Today, actions taken by these officials have profound lasting impacts on the majority of the population of the world. National finance ministries manage international policy machinery, which is proving to be remarkably effective, and this system long-term has undeniably promoted both global economic prosperity and international political stability.
That translates into a better, more secure life for most people. The many who have lost money and lost jobs in the recession have better odds to regain economic ground, and recover sooner, because of this relatively stable underlying foundation.
In one sense, the G20 is coming home again through the Korea meetings.
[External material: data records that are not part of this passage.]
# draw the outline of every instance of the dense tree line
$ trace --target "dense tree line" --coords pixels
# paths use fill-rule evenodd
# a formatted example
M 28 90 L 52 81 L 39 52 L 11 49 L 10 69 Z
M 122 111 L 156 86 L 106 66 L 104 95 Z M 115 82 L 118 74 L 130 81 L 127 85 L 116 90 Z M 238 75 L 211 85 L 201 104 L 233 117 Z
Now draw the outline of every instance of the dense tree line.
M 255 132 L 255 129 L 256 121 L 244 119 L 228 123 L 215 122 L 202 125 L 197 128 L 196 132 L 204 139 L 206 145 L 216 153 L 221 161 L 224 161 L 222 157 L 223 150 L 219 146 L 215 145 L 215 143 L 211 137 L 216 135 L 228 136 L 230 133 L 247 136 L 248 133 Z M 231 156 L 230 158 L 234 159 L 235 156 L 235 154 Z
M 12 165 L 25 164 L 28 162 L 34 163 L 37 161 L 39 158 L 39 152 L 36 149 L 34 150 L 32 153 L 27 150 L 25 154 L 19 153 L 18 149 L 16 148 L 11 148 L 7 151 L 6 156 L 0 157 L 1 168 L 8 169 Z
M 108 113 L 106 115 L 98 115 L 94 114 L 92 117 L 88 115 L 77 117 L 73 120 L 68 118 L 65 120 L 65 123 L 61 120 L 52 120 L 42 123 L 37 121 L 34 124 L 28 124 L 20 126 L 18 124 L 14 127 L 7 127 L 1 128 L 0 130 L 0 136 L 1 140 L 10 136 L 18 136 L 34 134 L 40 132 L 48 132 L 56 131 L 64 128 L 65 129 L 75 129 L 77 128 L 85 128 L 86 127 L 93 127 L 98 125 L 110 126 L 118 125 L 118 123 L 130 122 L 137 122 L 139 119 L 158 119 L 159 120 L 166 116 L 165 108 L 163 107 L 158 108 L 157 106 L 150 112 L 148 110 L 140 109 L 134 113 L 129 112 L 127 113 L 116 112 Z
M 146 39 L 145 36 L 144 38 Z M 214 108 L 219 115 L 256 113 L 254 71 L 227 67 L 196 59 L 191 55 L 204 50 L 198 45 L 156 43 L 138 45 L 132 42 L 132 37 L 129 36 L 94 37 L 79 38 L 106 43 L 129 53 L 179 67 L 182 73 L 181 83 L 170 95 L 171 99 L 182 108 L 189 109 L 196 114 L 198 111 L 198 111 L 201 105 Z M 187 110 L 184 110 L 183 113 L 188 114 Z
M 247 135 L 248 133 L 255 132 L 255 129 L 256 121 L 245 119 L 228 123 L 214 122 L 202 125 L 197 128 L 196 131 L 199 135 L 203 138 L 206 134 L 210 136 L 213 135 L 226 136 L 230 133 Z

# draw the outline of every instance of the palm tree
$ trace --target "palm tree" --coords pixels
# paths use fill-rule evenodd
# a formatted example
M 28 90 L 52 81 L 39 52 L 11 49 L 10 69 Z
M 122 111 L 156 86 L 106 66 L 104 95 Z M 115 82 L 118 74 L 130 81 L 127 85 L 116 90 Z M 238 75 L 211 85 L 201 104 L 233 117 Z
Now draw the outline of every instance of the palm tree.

The international financial organization was established in 1999, spurred by the Asia financial crisis of 1997. In that experience, the sudden collapse of the Thai currency spread like a financial gasoline fire throughout the enormous Pacific region.
Rapid response by policy leaders, led by the United States, mobilized public and private liquid capital to relieve nearly disastrous financial pressures on the Asia economies. U.S. Federal Reserve Chairman Alan Greenspan and Treasury Secretary Robert Rubin deserve credit for working effectively with President Bill Clinton to calm that earlier crisis.
South Korea was badly hurt by the events of 1997, thanks to excessive financial speculation in the run-up to the crisis. By contrast, the enormous rapidly emerging economy of China, and the sizable relatively sheltered mature economy of Japan, in that context provided useful stabilizing influence.
Japan was a participant in the then-central G7 organization of economically advanced nations. The successor G20 has provided a wider arena to include China, along with Brazil, India and other rapidly industrializing large economies of the world.
The fact that worldwide very poor people are becoming prosperous is good news for everyone. They represent new competitors in the global economy, but also potential new consumers of our products and partners in our investment efforts. Wars are on balance less likely.
President Barack Obama shrewdly picked Pittsburgh as the site for the fall 2009 G20 summit. In the 1980s, that city personified economic decline, as domestic steel manufacturing faded and unemployment approached 20 percent. Sustained high-tech investment has turned that around.
At the 2009 summit, Bill Gates of Microsoft dedicated a new computer science complex at Carnegie-Mellon University. Apple, Disney, Google and Intel are some of the other recent investors in the city.
We've learned through the terrible 20th century experiences that protectionism is ultimately self-defeating, nationalism is dangerous, and there is no substitute for market competition. The G20 provides a workable means of implementing this understanding.